A person’s heartbeat can tell doctors a story about their health that goes beyond just blood, veins and muscle. The heart also has electricity flowing through it, and doctors who specialize in making sure the flow stays on track.
Dr. Maria De Benedetti, an electrophysiologist at Great Plains Health, said doctors in her field sometimes call themselves “the electricians of the heart.”
“We have nothing to do with the ‘plumbing’ — the arteries,” De Benedetti said. “The electrical system is totally separate.”
A human heart has a natural pacemaker called the sinus node, which produces electricity that is passed along by the AV node to keep the heart beating steadily. Variations in the electricity’s path can lead to changes in the heartbeat, causing either bradyarrhythmia (a slow heartbeat) or tachyarrhythmia (a fast heartbeat). That’s where the “electricians” come in.
Electrophysiologists can place ambulatory monitors on patients, which act as a mobile EKG. The monitors can tell doctors if the symptoms a patient is experiencing are correlated with a slowed or rapid heartbeat. De Benedetti said there are several hundred patients in North Platte alone with these monitors.
But these monitors only last about 30 days, De Benedetti said. An alternative is a loop monitor, which is implanted under the patient’s skin and records the heart’s activity for up to three years. De Benedetti said these small pieces of technology alone save many lives.
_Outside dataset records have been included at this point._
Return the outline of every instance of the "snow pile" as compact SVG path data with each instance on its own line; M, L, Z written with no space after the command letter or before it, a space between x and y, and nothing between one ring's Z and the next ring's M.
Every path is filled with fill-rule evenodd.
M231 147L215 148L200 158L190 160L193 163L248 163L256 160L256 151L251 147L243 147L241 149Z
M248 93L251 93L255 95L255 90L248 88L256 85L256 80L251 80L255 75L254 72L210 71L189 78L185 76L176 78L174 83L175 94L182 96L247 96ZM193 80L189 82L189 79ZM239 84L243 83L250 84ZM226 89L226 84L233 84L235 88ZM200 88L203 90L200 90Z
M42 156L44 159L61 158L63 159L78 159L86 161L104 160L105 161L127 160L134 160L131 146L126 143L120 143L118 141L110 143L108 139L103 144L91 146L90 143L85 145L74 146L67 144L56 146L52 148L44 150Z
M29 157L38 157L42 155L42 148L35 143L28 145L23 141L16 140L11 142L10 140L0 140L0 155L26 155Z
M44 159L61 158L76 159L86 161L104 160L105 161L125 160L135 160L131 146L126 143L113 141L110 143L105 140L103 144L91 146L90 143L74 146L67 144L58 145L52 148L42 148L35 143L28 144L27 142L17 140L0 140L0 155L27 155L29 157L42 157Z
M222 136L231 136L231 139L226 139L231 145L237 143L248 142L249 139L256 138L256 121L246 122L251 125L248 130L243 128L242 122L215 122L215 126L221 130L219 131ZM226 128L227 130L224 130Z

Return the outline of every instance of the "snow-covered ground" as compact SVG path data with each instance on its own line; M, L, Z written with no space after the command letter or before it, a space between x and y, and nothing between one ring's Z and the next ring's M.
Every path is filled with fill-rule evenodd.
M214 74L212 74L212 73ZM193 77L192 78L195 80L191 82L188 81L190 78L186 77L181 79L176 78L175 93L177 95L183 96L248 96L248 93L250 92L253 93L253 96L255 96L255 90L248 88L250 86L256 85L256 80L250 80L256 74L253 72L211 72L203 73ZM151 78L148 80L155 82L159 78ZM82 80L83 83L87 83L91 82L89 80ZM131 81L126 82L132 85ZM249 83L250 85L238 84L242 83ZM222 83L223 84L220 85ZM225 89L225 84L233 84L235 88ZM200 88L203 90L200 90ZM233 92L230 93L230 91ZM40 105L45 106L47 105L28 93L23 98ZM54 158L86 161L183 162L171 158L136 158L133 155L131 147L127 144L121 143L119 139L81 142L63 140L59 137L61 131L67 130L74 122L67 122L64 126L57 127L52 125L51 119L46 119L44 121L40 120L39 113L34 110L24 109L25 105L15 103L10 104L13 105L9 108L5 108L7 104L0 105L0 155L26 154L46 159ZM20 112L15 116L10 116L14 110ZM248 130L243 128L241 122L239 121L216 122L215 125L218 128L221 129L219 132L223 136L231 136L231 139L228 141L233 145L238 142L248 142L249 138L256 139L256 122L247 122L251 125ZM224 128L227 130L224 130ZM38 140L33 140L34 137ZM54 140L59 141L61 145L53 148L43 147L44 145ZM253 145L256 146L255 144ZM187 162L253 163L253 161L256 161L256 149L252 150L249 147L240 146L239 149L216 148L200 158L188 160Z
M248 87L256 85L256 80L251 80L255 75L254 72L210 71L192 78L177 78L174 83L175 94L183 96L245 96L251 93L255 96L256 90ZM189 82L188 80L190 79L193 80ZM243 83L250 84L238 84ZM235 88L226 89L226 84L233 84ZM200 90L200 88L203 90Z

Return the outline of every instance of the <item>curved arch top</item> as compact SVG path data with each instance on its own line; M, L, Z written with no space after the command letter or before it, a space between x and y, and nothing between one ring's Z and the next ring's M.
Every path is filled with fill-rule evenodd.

De Benedetti once saw a patient who experienced blackouts while driving. If De Benedetti had not insisted that she receive a loop monitor, she would not have received her diagnosis and treatment, putting herself and others in danger.
An electrophysiologist’s job can also include placing a pacemaker or defibrillator inside a patient’s chest to regulate the heart.
A pacemaker “is like a fence,” De Benedetti said. It will not let the heart rate drop. But a pacemaker can only watch a heart that beats too fast. A defibrillator can pace the heart, but it will also deliver a shock to help the heart when needed.
Defibrillators can also save hundreds of lives. Imagine a scenario in which 20 people all have a heart attack. None of them has a defibrillator implanted, so only one of them is likely to survive, De Benedetti said. In the same scenario, if all the people have defibrillators, only one is likely to die.
“Very few therapies in medicine have this dramatic a response,” De Benedetti said.
The field requires special training, De Benedetti said. Many physicians can install pacemakers, but they must also know what to do if problems arise later. And a pacemaker isn’t always right for every patient.
“My role is to know what is going to help you,” De Benedetti said.